Unerwartete Hilfe erhielt Angela Merkel, die zum roten Tuch für die EU-Mitgliedsstaaten Osteuropas geworden ist, die ihr vorwerfen, sie habe die Flüchtlinge „eingeladen“ (offenbar ist das gleichgeschaltete Staatsfernsehen in diesen Ländern noch nicht darauf aufmerksam gemacht worden, dass der Syrien-Konflikt bereits bis zu einer halben Million Todesopfer gefordert hat und geschätzte 5 Millionen Syrer vertrieben und auf der Flucht sind) und die Merkels Vorschläge zu einer solidarischen Verteilung von gerade einmal 160.000 Flüchtlingen auf die EU-Staaten boykottieren wollen, vom Kommissionspräsidenten Jean-Claude Juncker.

„Die Geschichte wird Angela Merkel Recht geben und sie wird ihre Kritiker im Amt überdauern“, erklärte Jean-Claude Juncker und stellte sich damit demonstrativ an die Seite der Kanzlerin, die diese Unterstützung auch dringend braucht, nachdem letzte Woche der französische Premierminister Manuel Valls einen gemeinsamen deutsch-französischen Ansatz zur Flüchtlingsfrage im Alleingang unmöglich gemacht hatte. Dazu unterstrich Juncker, dass die EU in dieser Frage „Fortschritte“ gemacht habe, die sich allerdings nur an höchst fragwürdigen Zahlen festmachen lassen. So stellte Juncker einen spürbaren Rückgang der Zahl der aus der Türkei nach Griechenland kommenden Flüchtlinge fest – waren es im Oktober 2015 noch täglich 7000 Flüchtlinge, so ist diese Zahl nun auf 2000 gesunken. Doch diese Zahlen sind nicht sehr aussagekräftig, wenn man bedenkt, wie die Türkei gerade an der türkisch-syrischen Grenze mit Flüchtlingen umgeht. Und dann steht auch noch die Frage im Raum, wie viele der einstmals 23 Millionen Syrer überhaupt noch flüchten können. Denn wer die Möglichkeit hatte, vor den Bombardements der unübersichtlich vielen Bürgerkriegsparteien zu flüchten, der hat die Flucht zumeist schon gewagt. Insofern ist fraglich, ob der Rückgang der in Griechenland ankommenden Flüchtlinge tatsächlich ein „Erfolg“ der europäischen Grenzschutzagentur „Frontex“ ist.

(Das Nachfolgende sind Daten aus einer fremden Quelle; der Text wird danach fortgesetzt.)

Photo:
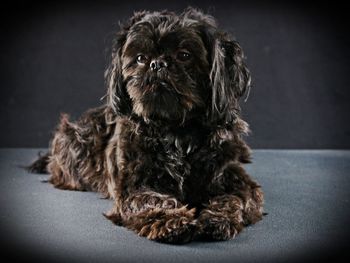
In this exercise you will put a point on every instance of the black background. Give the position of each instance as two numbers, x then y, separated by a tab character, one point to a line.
53	56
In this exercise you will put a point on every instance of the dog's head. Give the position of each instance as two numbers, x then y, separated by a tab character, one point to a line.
167	66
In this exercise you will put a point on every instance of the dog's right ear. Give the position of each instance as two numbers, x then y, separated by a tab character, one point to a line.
117	97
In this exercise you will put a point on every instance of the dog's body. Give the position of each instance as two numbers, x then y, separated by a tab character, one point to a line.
167	145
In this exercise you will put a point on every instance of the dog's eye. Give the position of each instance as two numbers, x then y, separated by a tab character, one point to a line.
183	55
141	59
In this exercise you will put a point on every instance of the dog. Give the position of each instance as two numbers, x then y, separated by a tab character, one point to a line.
167	143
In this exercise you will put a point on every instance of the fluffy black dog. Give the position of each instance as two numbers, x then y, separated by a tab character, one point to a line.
167	144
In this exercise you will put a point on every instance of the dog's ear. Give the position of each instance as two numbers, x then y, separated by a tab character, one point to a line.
229	78
117	97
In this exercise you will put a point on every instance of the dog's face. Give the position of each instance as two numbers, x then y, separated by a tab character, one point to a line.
166	66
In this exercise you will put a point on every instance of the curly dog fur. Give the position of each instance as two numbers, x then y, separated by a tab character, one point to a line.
167	145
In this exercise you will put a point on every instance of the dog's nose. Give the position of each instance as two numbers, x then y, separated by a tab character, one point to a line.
157	64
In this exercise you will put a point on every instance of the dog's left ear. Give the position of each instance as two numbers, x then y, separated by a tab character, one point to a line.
229	77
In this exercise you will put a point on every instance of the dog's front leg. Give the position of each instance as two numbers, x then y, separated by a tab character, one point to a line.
147	197
158	217
238	203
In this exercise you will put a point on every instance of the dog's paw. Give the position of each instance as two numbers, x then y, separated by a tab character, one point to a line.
216	227
169	226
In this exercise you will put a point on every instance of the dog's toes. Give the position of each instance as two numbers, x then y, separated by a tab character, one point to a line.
175	228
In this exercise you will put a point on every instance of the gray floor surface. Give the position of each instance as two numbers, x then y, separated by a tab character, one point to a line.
307	200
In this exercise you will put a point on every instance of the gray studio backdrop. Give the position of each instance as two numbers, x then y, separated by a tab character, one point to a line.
53	57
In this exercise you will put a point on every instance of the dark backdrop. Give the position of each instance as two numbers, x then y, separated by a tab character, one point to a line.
53	57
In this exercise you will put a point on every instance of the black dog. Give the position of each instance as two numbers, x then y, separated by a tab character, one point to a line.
167	144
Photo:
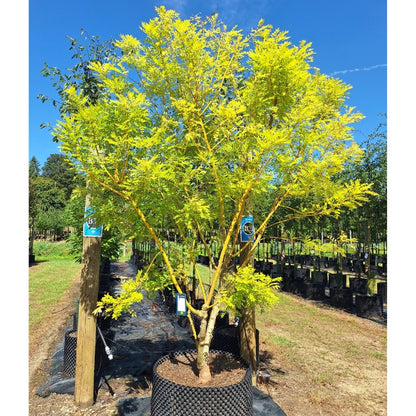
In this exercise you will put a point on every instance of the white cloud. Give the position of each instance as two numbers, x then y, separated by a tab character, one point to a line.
366	68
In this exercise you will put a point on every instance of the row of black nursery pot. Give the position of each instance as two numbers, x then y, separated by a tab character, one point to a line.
332	287
350	263
171	398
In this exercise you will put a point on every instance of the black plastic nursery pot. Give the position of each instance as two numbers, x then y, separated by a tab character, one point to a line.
70	353
173	399
341	298
358	285
369	306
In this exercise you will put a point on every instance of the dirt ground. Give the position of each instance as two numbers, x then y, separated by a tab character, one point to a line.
291	391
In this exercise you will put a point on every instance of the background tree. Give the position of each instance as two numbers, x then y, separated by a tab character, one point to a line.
60	171
197	123
34	168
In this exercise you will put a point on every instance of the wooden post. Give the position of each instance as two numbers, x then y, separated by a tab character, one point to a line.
86	336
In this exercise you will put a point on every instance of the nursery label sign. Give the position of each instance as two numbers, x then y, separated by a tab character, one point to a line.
181	309
90	228
246	228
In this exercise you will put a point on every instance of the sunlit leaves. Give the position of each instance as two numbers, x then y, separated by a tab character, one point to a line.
197	124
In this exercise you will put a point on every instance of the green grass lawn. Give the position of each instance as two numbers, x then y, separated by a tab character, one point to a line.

Aber immerhin, die Unterstützung von Jean-Claude Juncker wird Angela Merkel gut tun, muss sie doch im Moment die bittere Erkenntnis verdauen, dass sowohl ihre politischen Freunde in CDU und CSU, als auch ihr Koalitionspartner, die SPD, die Gelegenheit nutzen, um am Königsmord zu basteln. Die Hälfte der Deutschen hat „Mutti“ bereits die Gefolgschaft aufgekündigt, die CDU sinkt weiterhin in den Umfragen und auf europäischer Ebene ist Angela Merkel inzwischen weitgehend isoliert.

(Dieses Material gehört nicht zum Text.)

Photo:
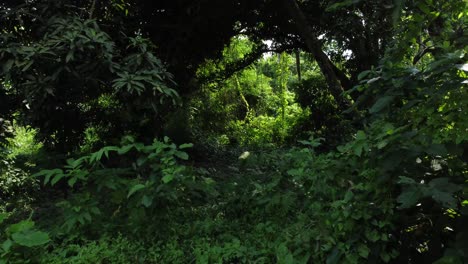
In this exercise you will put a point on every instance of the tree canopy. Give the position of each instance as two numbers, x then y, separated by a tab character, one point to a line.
235	131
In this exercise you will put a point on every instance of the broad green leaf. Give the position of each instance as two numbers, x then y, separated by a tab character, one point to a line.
134	189
181	155
146	201
20	227
381	104
186	145
56	178
6	245
167	178
409	197
3	216
360	135
363	250
30	238
125	149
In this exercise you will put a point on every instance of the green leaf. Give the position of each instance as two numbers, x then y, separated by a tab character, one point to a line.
31	238
381	104
409	197
6	245
363	74
3	216
56	178
186	145
20	227
363	250
125	149
146	201
360	135
134	189
181	155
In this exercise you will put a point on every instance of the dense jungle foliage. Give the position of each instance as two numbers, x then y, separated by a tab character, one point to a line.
234	131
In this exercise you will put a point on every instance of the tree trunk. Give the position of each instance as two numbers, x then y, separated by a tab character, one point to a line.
298	65
314	46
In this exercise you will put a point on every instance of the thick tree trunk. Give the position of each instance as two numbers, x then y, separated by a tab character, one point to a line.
314	46
298	65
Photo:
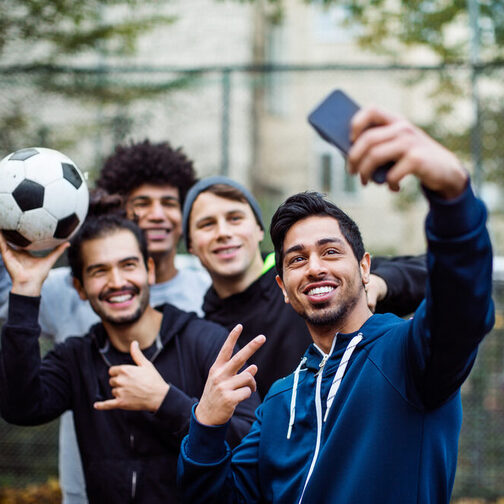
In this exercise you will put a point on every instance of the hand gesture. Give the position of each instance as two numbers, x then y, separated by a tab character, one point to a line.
139	388
28	272
225	387
380	137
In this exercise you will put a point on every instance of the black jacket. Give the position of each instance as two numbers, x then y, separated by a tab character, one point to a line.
262	310
128	456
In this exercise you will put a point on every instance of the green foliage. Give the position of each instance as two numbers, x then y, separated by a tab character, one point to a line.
67	27
42	46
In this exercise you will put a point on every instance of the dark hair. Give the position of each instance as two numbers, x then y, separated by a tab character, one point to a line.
303	205
99	226
132	165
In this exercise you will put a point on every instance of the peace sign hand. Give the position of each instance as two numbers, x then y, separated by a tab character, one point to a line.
226	387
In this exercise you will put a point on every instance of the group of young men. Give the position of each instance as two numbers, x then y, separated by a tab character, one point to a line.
370	408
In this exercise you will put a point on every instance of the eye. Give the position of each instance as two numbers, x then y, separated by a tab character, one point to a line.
294	260
171	203
141	204
97	272
205	224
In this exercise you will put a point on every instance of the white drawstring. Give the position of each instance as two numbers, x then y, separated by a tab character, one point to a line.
341	371
293	397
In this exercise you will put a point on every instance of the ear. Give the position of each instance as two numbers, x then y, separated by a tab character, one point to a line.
365	268
281	285
151	271
261	234
80	289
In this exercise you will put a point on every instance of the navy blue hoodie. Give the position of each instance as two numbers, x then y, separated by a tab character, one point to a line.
128	456
376	420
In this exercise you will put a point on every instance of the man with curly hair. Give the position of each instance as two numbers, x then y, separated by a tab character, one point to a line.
153	179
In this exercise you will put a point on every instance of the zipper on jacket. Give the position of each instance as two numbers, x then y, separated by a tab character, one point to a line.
133	485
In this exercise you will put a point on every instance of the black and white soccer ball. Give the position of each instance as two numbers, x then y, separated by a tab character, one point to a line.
43	198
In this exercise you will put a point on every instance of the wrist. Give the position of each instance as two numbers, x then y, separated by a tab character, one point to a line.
160	397
31	289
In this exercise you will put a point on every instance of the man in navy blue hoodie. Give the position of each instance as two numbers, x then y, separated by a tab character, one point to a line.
131	381
373	412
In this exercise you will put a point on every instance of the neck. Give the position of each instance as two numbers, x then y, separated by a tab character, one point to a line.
227	286
144	330
323	335
165	266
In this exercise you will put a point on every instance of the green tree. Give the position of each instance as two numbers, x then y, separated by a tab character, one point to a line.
58	49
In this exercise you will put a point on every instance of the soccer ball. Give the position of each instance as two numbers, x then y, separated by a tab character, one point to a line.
43	198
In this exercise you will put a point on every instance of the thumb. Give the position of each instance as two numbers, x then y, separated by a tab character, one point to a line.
137	355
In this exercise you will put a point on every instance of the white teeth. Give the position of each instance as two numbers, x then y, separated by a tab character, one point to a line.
320	290
120	299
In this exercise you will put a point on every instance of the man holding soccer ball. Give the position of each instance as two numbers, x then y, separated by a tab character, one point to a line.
153	179
131	381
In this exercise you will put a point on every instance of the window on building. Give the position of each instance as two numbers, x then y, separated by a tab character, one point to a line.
276	85
328	24
333	179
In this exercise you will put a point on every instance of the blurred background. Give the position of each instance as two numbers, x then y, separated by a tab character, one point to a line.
232	83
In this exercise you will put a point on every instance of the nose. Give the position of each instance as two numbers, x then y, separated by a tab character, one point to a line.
316	266
156	211
115	279
223	229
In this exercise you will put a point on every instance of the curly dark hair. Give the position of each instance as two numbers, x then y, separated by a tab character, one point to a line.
132	165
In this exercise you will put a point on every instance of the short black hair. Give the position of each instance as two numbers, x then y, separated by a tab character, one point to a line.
135	164
307	204
99	226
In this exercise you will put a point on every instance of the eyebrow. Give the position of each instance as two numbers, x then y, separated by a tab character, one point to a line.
149	198
101	265
322	241
227	214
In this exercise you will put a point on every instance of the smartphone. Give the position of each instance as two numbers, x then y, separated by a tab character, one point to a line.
331	119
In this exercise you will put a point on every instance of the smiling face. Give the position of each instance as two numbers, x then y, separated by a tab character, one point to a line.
157	211
115	278
322	279
225	236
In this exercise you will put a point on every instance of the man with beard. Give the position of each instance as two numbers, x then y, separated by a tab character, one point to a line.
223	227
131	381
152	179
373	412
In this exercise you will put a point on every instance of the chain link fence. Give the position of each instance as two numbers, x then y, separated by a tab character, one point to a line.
250	123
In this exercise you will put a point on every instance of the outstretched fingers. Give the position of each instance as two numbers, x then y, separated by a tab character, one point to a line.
240	358
227	348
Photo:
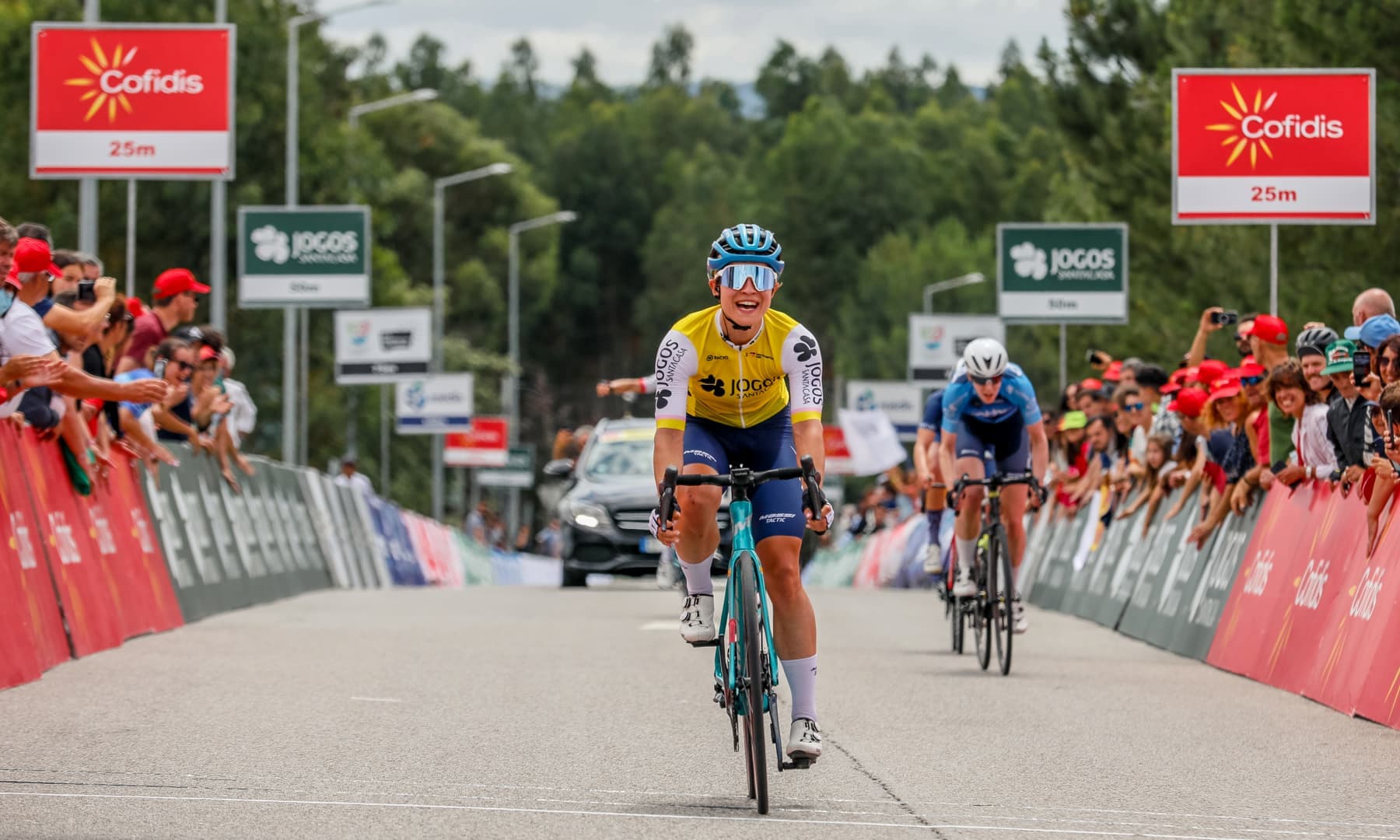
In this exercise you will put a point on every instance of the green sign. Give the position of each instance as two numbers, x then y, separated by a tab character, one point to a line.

Zu den unsolidarischen „Visegrad“-Staaten gesellen sich inzwischen auch andere wie Österreich, die der Ansicht sind, dass man Europa am besten durch Grenzanlagen, Stacheldrahtzäune und Schießbefehle vor den Flüchtlingen „schützt“. Auch hier hat Angela Merkel keinen Rückhalt und anders als die „unsolidarischen Länder“, die sich gerade organisieren, fehlt eine vergleichbare Organisation unter den Ländern, die verstanden haben, dass man nicht nur durch die Genfer Konvention von 1952, sondern vor allem aus humanitären Gründen verpflichtet ist, Menschen Schutz zu gewähren, die vor Bomben flüchten müssen.

Angela Merkel wird heute und morgen den vielleicht schwierigsten europäischen Gipfel ihrer Amtszeit erleben – ob die Unterstützung Jean-Claude Junckers ausreichen wird, das neonationalistische Europa wieder auf den Weg der Besinnung und der Vernunft zu bringen, werden wir frühestens am Freitagabend wissen.